PORTUGAL ACÚSTICO | Discurso Direto

Hoje em "Discurso Direto", destaque para o projecto Portugal Acústico. Portugal Acústico reúne alguns dos melhores temas da Pop nacional, despidos da sua roupagem inicial e apresentados com arranjos inéditos no formato acústico. O Portugal Rebelde, esteve recentemente à conversa com António Côrte-Real, um dos autores do Portugal Acústico, que em "Discurso Directo" põe em evidência o melhor da Pop nacional.

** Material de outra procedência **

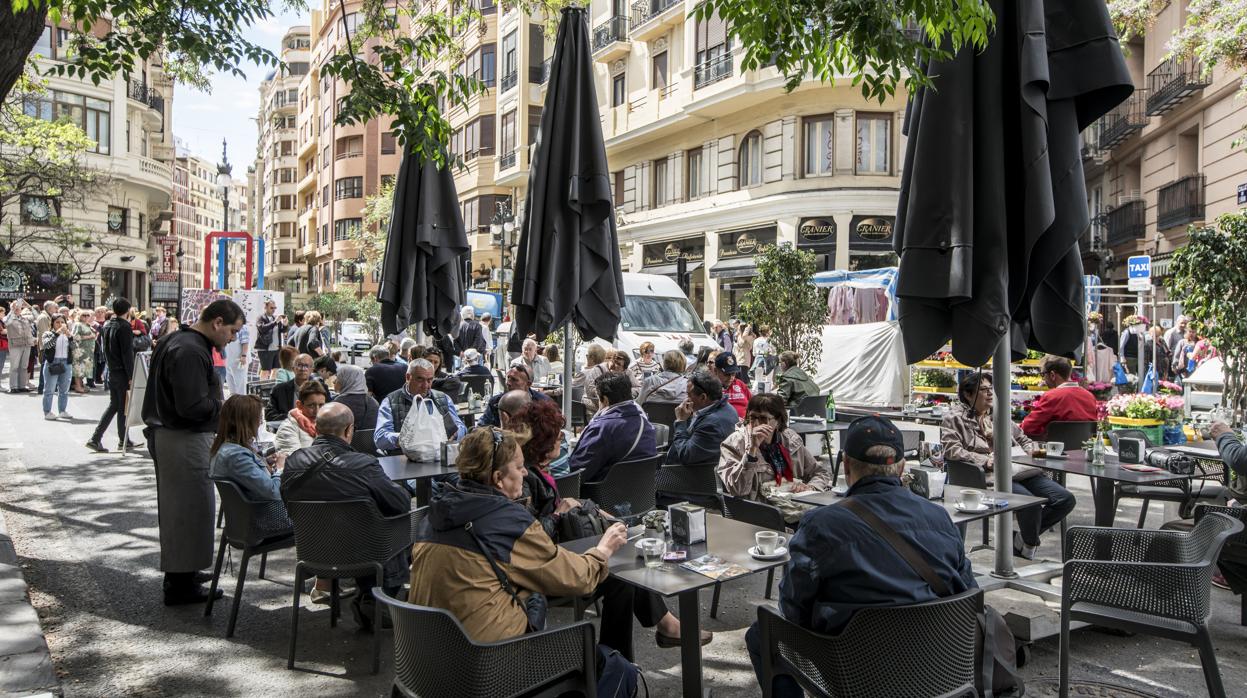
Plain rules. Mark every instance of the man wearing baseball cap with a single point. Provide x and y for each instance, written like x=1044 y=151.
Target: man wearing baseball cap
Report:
x=839 y=562
x=735 y=389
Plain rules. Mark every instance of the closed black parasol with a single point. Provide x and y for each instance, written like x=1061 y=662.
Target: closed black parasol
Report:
x=993 y=197
x=568 y=266
x=423 y=276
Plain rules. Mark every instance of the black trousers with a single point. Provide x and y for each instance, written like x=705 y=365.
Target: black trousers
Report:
x=621 y=602
x=117 y=388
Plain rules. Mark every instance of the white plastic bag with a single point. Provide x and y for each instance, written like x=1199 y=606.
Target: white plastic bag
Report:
x=423 y=431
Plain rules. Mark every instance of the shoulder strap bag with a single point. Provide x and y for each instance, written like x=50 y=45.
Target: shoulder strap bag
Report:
x=535 y=608
x=998 y=662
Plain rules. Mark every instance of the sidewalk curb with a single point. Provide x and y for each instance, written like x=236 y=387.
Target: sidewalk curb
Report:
x=25 y=663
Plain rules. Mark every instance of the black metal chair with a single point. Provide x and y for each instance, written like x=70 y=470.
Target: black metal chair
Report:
x=569 y=484
x=1179 y=491
x=1151 y=582
x=363 y=441
x=811 y=405
x=250 y=526
x=660 y=413
x=756 y=514
x=344 y=539
x=627 y=490
x=428 y=642
x=851 y=663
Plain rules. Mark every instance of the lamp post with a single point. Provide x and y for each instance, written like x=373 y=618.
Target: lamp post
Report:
x=500 y=229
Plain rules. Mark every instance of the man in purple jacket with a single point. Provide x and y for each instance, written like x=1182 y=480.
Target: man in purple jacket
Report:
x=619 y=431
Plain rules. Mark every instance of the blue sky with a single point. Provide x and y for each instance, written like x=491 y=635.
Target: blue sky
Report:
x=202 y=119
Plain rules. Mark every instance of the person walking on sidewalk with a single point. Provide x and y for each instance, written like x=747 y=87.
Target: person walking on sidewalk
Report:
x=55 y=344
x=119 y=353
x=181 y=408
x=21 y=338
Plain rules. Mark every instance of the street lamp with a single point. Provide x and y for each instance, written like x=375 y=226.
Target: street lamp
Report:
x=500 y=229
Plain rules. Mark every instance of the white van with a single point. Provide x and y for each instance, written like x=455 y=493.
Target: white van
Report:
x=656 y=310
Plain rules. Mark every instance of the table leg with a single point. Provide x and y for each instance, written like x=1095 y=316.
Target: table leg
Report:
x=690 y=643
x=1105 y=506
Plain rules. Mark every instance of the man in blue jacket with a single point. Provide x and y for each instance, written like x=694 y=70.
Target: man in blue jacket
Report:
x=617 y=433
x=839 y=564
x=702 y=421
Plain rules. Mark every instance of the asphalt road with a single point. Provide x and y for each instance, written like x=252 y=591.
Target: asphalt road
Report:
x=85 y=530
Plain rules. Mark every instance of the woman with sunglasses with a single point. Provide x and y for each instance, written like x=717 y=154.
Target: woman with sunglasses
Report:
x=765 y=451
x=476 y=522
x=965 y=435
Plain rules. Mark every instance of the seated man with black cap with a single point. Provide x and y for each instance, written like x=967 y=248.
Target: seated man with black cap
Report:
x=841 y=564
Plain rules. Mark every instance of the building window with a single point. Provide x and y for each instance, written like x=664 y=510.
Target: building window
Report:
x=659 y=72
x=695 y=160
x=874 y=143
x=619 y=90
x=660 y=182
x=818 y=146
x=346 y=228
x=117 y=221
x=348 y=187
x=39 y=211
x=751 y=160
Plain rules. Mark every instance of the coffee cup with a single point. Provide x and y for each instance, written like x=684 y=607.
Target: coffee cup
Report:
x=972 y=499
x=768 y=541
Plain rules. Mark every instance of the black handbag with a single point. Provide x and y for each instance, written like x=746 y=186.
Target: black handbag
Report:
x=535 y=608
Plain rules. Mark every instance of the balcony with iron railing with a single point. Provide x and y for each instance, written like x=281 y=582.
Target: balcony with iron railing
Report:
x=1171 y=82
x=1124 y=121
x=509 y=81
x=711 y=71
x=1180 y=202
x=1126 y=222
x=651 y=18
x=610 y=39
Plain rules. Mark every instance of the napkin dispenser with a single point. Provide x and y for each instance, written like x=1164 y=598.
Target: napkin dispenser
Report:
x=928 y=482
x=687 y=524
x=1130 y=449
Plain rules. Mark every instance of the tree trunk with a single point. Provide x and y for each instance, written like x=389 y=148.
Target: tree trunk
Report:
x=19 y=38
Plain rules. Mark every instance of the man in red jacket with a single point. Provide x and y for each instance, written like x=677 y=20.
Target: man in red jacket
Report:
x=1065 y=400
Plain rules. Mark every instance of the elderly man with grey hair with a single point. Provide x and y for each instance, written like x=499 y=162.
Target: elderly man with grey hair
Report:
x=418 y=393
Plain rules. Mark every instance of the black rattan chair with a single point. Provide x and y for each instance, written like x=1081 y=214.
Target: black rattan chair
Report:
x=363 y=441
x=428 y=642
x=344 y=539
x=849 y=664
x=250 y=526
x=1152 y=582
x=569 y=484
x=756 y=514
x=627 y=490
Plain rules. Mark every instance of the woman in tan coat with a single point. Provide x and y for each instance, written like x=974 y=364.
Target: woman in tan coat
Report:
x=765 y=450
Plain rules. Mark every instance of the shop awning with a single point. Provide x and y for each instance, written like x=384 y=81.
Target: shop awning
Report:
x=669 y=269
x=738 y=268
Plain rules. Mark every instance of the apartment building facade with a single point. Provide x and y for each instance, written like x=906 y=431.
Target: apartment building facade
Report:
x=1165 y=160
x=130 y=125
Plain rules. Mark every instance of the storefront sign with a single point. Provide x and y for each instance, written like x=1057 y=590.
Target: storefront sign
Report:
x=871 y=232
x=659 y=253
x=746 y=243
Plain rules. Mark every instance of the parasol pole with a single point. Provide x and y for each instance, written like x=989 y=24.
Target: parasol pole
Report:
x=1001 y=439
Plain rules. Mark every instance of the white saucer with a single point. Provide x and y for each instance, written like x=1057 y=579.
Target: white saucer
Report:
x=979 y=509
x=779 y=552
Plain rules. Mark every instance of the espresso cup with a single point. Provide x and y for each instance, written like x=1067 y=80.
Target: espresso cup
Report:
x=768 y=541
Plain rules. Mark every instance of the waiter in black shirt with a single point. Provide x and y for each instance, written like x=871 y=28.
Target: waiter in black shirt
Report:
x=181 y=408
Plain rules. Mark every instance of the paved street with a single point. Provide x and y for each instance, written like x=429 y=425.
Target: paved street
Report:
x=84 y=526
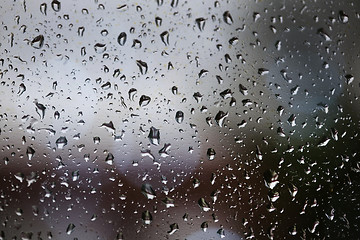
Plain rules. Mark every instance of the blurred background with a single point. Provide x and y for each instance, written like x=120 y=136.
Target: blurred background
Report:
x=179 y=119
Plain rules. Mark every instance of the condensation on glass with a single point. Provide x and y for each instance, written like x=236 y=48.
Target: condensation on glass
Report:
x=174 y=119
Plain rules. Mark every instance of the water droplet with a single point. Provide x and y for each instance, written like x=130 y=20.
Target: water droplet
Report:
x=38 y=42
x=56 y=115
x=349 y=78
x=179 y=116
x=148 y=191
x=271 y=179
x=56 y=5
x=227 y=17
x=144 y=100
x=174 y=3
x=211 y=153
x=204 y=205
x=136 y=44
x=43 y=8
x=173 y=228
x=343 y=17
x=323 y=34
x=200 y=22
x=221 y=232
x=40 y=109
x=220 y=118
x=233 y=41
x=75 y=175
x=142 y=66
x=81 y=31
x=122 y=38
x=100 y=47
x=109 y=159
x=204 y=226
x=146 y=217
x=22 y=89
x=243 y=89
x=165 y=37
x=154 y=136
x=198 y=97
x=196 y=183
x=334 y=134
x=263 y=71
x=174 y=90
x=226 y=94
x=61 y=142
x=70 y=229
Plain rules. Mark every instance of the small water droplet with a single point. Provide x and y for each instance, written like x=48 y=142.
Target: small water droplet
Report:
x=343 y=17
x=228 y=18
x=122 y=38
x=81 y=31
x=174 y=90
x=204 y=226
x=109 y=159
x=220 y=118
x=100 y=47
x=204 y=205
x=22 y=89
x=40 y=109
x=148 y=191
x=263 y=71
x=146 y=217
x=200 y=22
x=165 y=37
x=211 y=153
x=30 y=152
x=323 y=34
x=70 y=229
x=43 y=8
x=143 y=67
x=56 y=5
x=38 y=42
x=173 y=228
x=154 y=136
x=61 y=142
x=158 y=21
x=179 y=116
x=144 y=100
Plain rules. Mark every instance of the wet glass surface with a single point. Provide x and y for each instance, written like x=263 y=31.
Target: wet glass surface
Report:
x=179 y=119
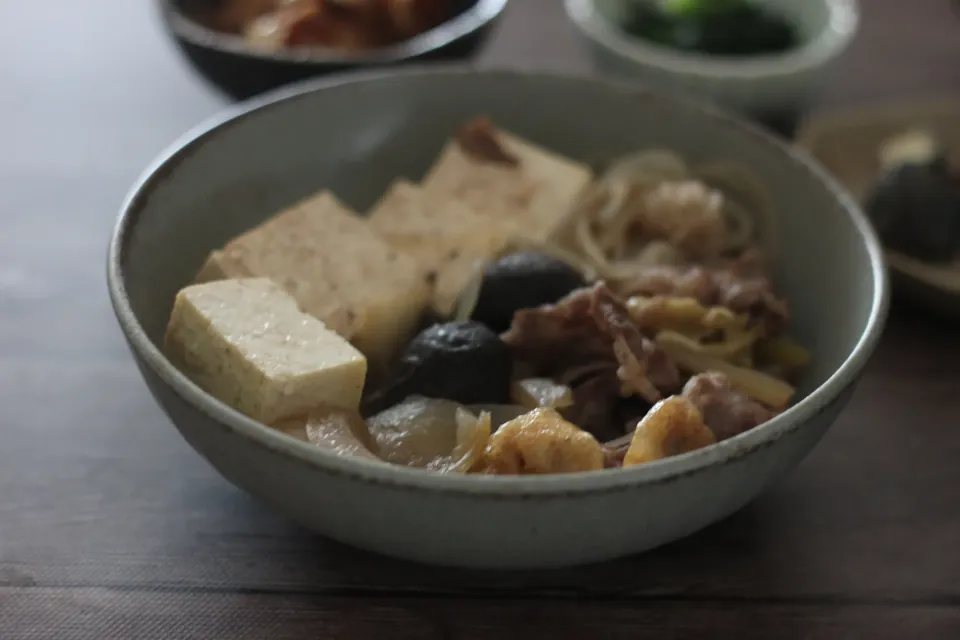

Rebelde - Antes de mais, como é que nasceu a ideia do projecto Portugal Acústico?
 
António Côrte-Real - A ideia partiu da nossa editora, a Sony Music. Queriam investir numa banda acústica que regravasse em versões acústicas uma série de clássicos da MMP. Sabiam que eu estava a adorar a experiência de tocar em formato acústico o concerto dos UHF e que o Ricardo Soler queria finalmente lançar-se num projecto. Vieram ter connosco, falámos e fomos para a sala de ensaios. Foi muito simples e fácil pois houve química entre nós e quando isso acontece tudo flui naturalmente.
  
PR - A quem se ficou a dever a escolha das 10 canções que compõem este disco?
 
ACR - Sobretudo a mim e ao Ricardo. A Sony deu algumas sugestões. Tinhamos uma lista inicial de vinte temas, trabalhámos em doze e gravámos dez para o disco.
  
PR - Qual foi a grande preocupação para que este trabalho não soasse a "dejá vu"?
 
ACR - Explorar a beleza melódica de cada uma das canções, e criar o conceito "à maneira do Portugal Acústico" para assim tocarmos canções de que gostamos à nossa maneira. Um pouco como fazem o Joe Cocker ou o Rod Stewart que tocam sobretudo clássicos mas sempre à maneira deles.
  
PR - Numa frase apenas - ou duas - como caracterizarias este "Portugal Acústico"?
 
ACR - Somos cinco músicos que gostamos muito daquilo que fazemos e encontramos no Portugal Acústico uma forma de homenagem a grandes compositores da MMP.
  
PR - Depois do disco, vamos ter a oportunidade de ouvir as canções deste registo  no palco?
 
ACR - Já começámos a tocar ao vivo. Passámos pelos palcos das lojas Fnac espalhadas pelo país e já estamos a tocar no circuito de auditórios. O primeiro foi no Auditório da Malaposta em Odivelas onde demos um concerto memorável, as pessoas estavam emocionadas, cantavam as canções todas e reagiram muito bem às canções que estreámos ao vivo e que não estavam no disco. António Variações, Heróis do Mar ou Rui Veloso são alguns dos artistas revisitados.
  
PR - Qual é a canção deste disco, que particularmente te "toca"?
 
ACR - Escolher uma não é fácil porque todas elas nos tocam ou não estariam lá mas, talvez o primeiro single "Se Te Amo" um original dos Quinta do Bill, o Ricardo gosta muito de "Quando se Perde Alguém" dos Santos e Pecadores. "À Minha Maneira" dos Xutos e Pontapés e "Amanhã é sempre Longe Demais" dos Rádio Macau têm arranjos muito bons, na minha opinião.
  
PR - Para terminar, a Pop nacional está de boa saúde e recomenda-se?

ACR - Claro que sim, há muita música, músicos e compositores bons em Portugal. Não é uma vida fácil e é preciso gostar-se mesmo muito para dedicarmos tudo a isto, mas quem disse que devia ser fácil?